Preoperative expenses are Revenue expenses if

By | July 29, 2015

 

Image result for expenses allowedQuestion : Whether the Preoperative Expenses are Revenue expenses if company expanded its existing business?

 

Answer : Where assessee company expanded its existing business and claimed said expenses as pre-capitalisation cost, same was to be treated as revenue expenditure

HIGH COURT OF DELHI

Commissioner of Income-tax

v.

SRF Ltd.

S. RAVINDRA BHAT AND R. GAUBA, JJ.

IT APPEAL NO. 344 OF 2014

JANUARY  15, 2015

Section 37(1) of the Income-tax Act, 1961 – Business expenditure – Allowability of (Business expansion expenses) – Assessee was engaged in manufacturing of nylon tyre cord fabrics, packaging film, fluorochemicals, chloromethane and refrigerant gases – During current year, assessee expanded its business and claimed expenses as pre-capitalisation costs – Assessing Officer treated it as capital expenditure – Commissioner(Appeals) also confirmed findings of Assessing Officer – Tribunal after considering existing business and expansion, held that there was an element of interlacing before new venture and existing venture, and consequently, expenses had to be treated as revenue expenditure – Whether in view of judgment in Jay Engg. Works Ltd. v. CIT [2009] 311 ITR 405/[2008] 166 Taxman 115 (Delhi), pre-capitalisation expenses would be treated as revenue expenditure – Held, yes [Para 5] [In favour of assessee]

S. Ravindra Bhat, J. – The Revenue is aggrieved by the impugned order of the Income-tax Appellate Tribunal (“the ITAT”) dated September 6, 2013, in I.T.A. No. 4454/Del/2010. The assessee had claimed the sum of Rs. 7,03,95,000 as pre-capitalisation expenses towards expansion of its business. This was disallowed by the Assessing Officer (“the AO”) as well as the Commissioner of Income-tax (Appeals) concurrently. The Revenue urges that the Income-tax Appellate Tribunal’s decision, reversing the view of the lower authorities is contrary to law.

2. Briefly the facts are that the assessee engages itself in the manufacturing of nylon tyre cord fabrics, packaging film, fluorochemicals, chloromethane and refrigerant gases.
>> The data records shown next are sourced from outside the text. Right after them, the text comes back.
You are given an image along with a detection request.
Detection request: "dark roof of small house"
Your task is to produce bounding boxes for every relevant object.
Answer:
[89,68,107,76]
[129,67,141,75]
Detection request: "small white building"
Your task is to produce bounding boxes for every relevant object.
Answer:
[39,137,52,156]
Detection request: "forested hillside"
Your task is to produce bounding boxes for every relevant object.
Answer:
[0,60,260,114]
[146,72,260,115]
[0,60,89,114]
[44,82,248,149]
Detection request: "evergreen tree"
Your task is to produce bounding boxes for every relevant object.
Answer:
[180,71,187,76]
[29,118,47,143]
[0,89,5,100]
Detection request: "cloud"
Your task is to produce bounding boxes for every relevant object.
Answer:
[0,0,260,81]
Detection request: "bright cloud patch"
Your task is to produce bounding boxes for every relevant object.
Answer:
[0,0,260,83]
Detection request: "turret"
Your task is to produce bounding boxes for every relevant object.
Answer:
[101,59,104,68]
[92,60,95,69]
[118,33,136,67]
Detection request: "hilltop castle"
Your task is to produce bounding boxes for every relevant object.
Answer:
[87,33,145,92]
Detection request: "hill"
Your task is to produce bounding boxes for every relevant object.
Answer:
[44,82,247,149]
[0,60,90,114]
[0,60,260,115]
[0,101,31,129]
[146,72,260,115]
During the year in question, i.e., 2005-06, it sought to expand its business in polyester films at Indore, pharma chemical business at Bhiwadi and industrial fabrics business at Trichy. Towards these, it claimed the expenses to the tune of Rs. 7,03,95,000 as pre-capitalisation costs. The Revenue treated this as properly falling in the capital side and disallowed the expenditure. At the same time, the Revenue also permitted the allowable depreciation. The Commissioner of Income-tax (Appeals) confirmed the findings of the Assessing Officer. The Income-tax Appellate Tribunal, after considering the existing business and the expansion sought to be urged by the assessee in support of its claim, that the pre-capitalisation expenditure is really revenue in nature, held that there was an element of interlacing and intermingling of funds between the new or expanding venture and the existing venture, and, consequently, the expenses had to be treated as falling on the revenue side.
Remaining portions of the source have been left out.